Strache mit Kampfansage auf Facebook

Vizekanzler FPÖ-Chef Heinz-Christian Strache trat wegen des Skandalvideos von Ibiza von allen Funktionen mit sofortiger Wirkung zurück. In einer Erklärung nach einem Gespräch mit Bundeskanzler Sebastian Kurz (ÖVP) erklärte Strache, dass er sowohl als Vizekanzler zurücktrete als auch seine Funktionen in der Bundes- und der Wiener Landespartei der FPÖ zurücklege. Als seinen Nachfolger nannte Strache seinen Partei-Vize und Infrastrukturminister Norbert Hofer.
 

Nur einen Tag später postete er auf Facebook die Kampfansage: "Jetzt erst recht!" Strache sah sich als Opfer eines politischen Attentats, sogar von einem geheimdienstlichen Auftrag sprach er. Auch Kickl schrieb in seiner Abrechnung mit der ÖVP "jetzt erst recht".

Geheime Krisensitzung der blauen Granden

Die FPÖ war am Sonntagnachmittag weiter darum bemüht, den Ort ihrer Präsidiumssitzung geheim zu halten, bei der über die Zukunft der Partei nach dem Rücktritt von Obmann Heinz-Christian Strache beraten werden soll. Vor der Parteizentrale und anderen FP-Sitzungsorten warteten Journalisten vergeblich auf die Parteigranden. Ob es am Sonntag überhaupt noch Informationen geben wird, war vorerst unklar.

Die Dritte Nationalratspräsidentin Anneliese Kitzmüller traf am Nachmittag bei der FPÖ-Zentrale am Wiener Friedrich-Schmidt-Platz hinter dem Wiener Rathaus ein, stand aber vor verschlossenen Türen, da der Tagungsort offenbar kurzfristig geändert wurde. Nachdem sie dann doch Einlass fand, verließ sie die FPÖ-Zentrale nach wenigen Minuten wieder in unbekannte Richtung.

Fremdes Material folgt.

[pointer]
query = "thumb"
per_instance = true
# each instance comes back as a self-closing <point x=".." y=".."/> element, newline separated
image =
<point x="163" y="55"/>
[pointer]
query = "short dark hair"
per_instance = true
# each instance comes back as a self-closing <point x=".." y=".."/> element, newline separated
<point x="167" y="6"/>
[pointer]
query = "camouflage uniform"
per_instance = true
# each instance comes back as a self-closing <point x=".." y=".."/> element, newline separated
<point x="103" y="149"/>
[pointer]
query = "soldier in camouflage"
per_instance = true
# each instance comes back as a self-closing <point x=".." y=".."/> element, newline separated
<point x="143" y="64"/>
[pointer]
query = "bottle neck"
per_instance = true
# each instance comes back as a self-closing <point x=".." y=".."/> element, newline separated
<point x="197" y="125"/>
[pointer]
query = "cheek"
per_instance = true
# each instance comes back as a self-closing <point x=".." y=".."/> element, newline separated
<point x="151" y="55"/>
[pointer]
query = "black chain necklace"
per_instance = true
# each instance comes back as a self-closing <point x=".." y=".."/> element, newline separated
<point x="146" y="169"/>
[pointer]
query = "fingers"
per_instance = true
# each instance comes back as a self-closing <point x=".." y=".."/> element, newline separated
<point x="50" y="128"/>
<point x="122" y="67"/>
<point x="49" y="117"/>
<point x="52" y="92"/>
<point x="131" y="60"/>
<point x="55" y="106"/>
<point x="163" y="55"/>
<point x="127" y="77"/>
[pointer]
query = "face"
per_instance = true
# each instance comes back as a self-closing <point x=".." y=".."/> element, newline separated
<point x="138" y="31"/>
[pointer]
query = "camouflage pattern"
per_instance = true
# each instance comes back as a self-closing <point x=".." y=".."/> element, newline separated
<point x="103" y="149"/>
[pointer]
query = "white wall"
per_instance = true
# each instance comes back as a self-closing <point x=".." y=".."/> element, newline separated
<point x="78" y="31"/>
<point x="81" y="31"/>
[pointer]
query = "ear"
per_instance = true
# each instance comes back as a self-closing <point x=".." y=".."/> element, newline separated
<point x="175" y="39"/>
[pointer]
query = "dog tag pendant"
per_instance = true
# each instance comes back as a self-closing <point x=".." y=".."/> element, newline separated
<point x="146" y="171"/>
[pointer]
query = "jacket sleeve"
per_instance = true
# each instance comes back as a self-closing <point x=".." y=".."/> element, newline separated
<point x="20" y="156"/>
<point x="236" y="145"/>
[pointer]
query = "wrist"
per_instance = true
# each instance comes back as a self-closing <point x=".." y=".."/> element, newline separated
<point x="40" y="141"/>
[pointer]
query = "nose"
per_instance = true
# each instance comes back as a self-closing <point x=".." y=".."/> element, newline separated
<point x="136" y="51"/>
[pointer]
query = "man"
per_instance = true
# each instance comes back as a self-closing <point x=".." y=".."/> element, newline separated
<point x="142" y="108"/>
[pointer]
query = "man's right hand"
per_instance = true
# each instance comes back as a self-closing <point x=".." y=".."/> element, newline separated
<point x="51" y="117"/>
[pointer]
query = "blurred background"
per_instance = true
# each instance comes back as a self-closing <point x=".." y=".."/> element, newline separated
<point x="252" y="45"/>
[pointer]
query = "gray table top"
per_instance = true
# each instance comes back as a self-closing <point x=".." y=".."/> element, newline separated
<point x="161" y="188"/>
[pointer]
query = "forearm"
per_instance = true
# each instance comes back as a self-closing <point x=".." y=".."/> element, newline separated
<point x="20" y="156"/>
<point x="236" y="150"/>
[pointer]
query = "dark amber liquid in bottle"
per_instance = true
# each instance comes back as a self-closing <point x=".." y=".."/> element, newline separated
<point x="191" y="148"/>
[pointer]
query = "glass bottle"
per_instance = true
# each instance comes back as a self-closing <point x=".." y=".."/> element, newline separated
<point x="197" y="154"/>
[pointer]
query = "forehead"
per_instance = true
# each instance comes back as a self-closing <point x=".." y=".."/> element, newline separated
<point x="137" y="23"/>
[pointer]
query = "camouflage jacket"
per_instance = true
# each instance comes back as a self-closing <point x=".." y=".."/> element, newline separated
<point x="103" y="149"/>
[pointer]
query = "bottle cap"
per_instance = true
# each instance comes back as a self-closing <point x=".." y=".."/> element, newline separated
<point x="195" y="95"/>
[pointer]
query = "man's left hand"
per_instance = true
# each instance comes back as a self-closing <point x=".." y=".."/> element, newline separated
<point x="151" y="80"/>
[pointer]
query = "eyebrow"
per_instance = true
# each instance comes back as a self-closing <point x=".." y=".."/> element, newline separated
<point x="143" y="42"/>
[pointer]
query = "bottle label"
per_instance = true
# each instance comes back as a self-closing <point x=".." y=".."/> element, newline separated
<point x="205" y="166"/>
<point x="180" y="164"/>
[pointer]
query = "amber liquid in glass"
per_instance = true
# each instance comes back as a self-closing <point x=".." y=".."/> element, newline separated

Zuvor hatten sich einige Parteigranden am frühen Nachmittag im Innenministerium getroffen, das sie dann gegen 16.00 Uhr verließen. Darunter waren u.a. der nach der Ibiza-Affäre am Vortag von allen Ämtern zurückgetretene Ex-Parteiobmann Heinz-Christian Strache, sein wahrscheinlicher Nachfolger Infrastrukturminister Norbert Hofer und Innenminister Herbert Kickl.

Die Präsidiumssitzung sollte um 16.00 Uhr beginnen. Ob es im Anschluss eine Information für die Öffentlichkeit geben wird, war auch am Nachmittag unklar. Offiziell war weiterhin nichts aus der Partei zu erfahren, auch sonst drangen bisher keine Informationen nach außen.